Lands in Taipei are privately owned (not government-owned), and the lending rates are the lowest compared to Hong Kong and Shanghai, which are approximately 2%-2.7% per annum. Andrew Liu, Managing Director of Colliers International Taiwan, said, “In view of the benefits from the Economic Coorperation Framework Agreement (ECFA) and stable cross-strait relations, Taipei’s luxury residential prices are expected to rise further. In addition, the increasing number of direct flights between Taiwan and China provides great convenience, making Taipei a favourite for investors and Chinese worldwide. These elements fuel further growth of demand in Taipei’s high-end residences.”

Hong Kong
Of the three cities, Hong Kong’s luxury residential market is the most developed, which has long been appreciated by the super rich in China and Hong Kong, as well as by global investors. In the second quarter of 2012, the average luxury residential price in Hong Kong increased by 5.3% quarter-on-quarter to HK$19,723 per sq ft, representing a level surpassing the historical highs in 1997 and 2009.

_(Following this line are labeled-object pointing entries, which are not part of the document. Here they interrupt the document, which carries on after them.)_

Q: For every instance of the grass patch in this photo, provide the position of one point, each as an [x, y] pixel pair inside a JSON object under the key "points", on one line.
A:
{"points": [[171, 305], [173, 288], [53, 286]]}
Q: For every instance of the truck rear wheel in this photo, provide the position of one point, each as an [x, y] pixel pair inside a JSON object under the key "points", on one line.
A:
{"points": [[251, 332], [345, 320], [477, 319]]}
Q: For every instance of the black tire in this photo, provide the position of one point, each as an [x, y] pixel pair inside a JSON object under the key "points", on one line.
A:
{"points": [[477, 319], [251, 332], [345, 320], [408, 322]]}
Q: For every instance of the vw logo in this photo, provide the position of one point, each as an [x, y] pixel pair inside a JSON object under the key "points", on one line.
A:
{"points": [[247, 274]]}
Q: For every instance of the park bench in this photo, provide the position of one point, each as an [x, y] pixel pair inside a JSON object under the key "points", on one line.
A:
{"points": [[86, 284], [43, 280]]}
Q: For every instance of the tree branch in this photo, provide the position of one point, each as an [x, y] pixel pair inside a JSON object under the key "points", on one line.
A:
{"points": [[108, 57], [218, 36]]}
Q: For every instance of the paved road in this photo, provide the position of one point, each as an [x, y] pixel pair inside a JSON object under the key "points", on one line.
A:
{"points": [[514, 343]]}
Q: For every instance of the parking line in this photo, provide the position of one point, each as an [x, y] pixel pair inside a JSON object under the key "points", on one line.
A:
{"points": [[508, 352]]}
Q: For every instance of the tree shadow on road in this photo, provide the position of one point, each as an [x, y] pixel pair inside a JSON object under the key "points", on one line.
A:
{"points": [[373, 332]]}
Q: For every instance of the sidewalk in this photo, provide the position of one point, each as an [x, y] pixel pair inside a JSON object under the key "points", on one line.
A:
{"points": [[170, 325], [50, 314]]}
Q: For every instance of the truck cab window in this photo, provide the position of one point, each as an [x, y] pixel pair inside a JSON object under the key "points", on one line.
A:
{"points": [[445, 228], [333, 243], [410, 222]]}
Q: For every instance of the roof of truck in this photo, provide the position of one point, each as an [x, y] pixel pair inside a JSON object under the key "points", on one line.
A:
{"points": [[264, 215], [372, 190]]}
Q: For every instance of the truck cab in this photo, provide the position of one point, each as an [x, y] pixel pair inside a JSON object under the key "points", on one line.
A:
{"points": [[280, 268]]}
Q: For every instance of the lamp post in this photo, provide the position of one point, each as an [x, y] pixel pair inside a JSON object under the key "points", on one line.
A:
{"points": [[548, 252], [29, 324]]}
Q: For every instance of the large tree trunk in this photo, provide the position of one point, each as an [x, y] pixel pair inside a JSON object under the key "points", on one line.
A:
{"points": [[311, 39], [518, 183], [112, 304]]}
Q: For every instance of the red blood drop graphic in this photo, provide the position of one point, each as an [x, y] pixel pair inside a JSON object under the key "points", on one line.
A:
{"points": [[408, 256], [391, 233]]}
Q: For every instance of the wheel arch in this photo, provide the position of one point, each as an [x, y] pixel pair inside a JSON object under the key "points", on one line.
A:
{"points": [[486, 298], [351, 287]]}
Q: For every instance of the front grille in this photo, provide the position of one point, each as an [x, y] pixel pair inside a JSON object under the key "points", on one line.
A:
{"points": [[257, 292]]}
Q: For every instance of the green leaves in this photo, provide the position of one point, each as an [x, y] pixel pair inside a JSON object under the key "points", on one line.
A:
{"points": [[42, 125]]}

Antonio Wu, Executive Director of Investment Services, Asia at Colliers International, stated, “Given the recent upsurge in prices, the luxury homes sector is not likely to see sharp price appreciation in the short run. However, Hong Kong, being a free market with simple tax regimes and low tax rate, is still attractive to investors.”

Shanghai
Harvey Coe, Senior Director of Investment Services, Asia pointed that Shanghai’s residential market is facing different constraints. The maximum loan-to-value ratio for buying first homes is 70%. Under the mortgage and purchase restrictions in force, a foreigner has to provide social security records or tax demand notes to prove that he has lived in the city for a year or more in order to buy a residential unit. Furthermore, the purchase restriction order forbids selling a residential unit to a Shanghai-domiciled family who already owns a home. Cooled down by these measures, the residential transaction activity in Shanghai’s residential market is relatively low.

In the new luxury residential districts, some developers offer deep discounts to drive up sales. However, luxury home prices in the established districts are fairly stable as the new supply is limited, and owners have yet to lower their asking prices. Individual ultra-luxury residential property in Shanghai is selling at an average price of RMB 124,000 per sq m.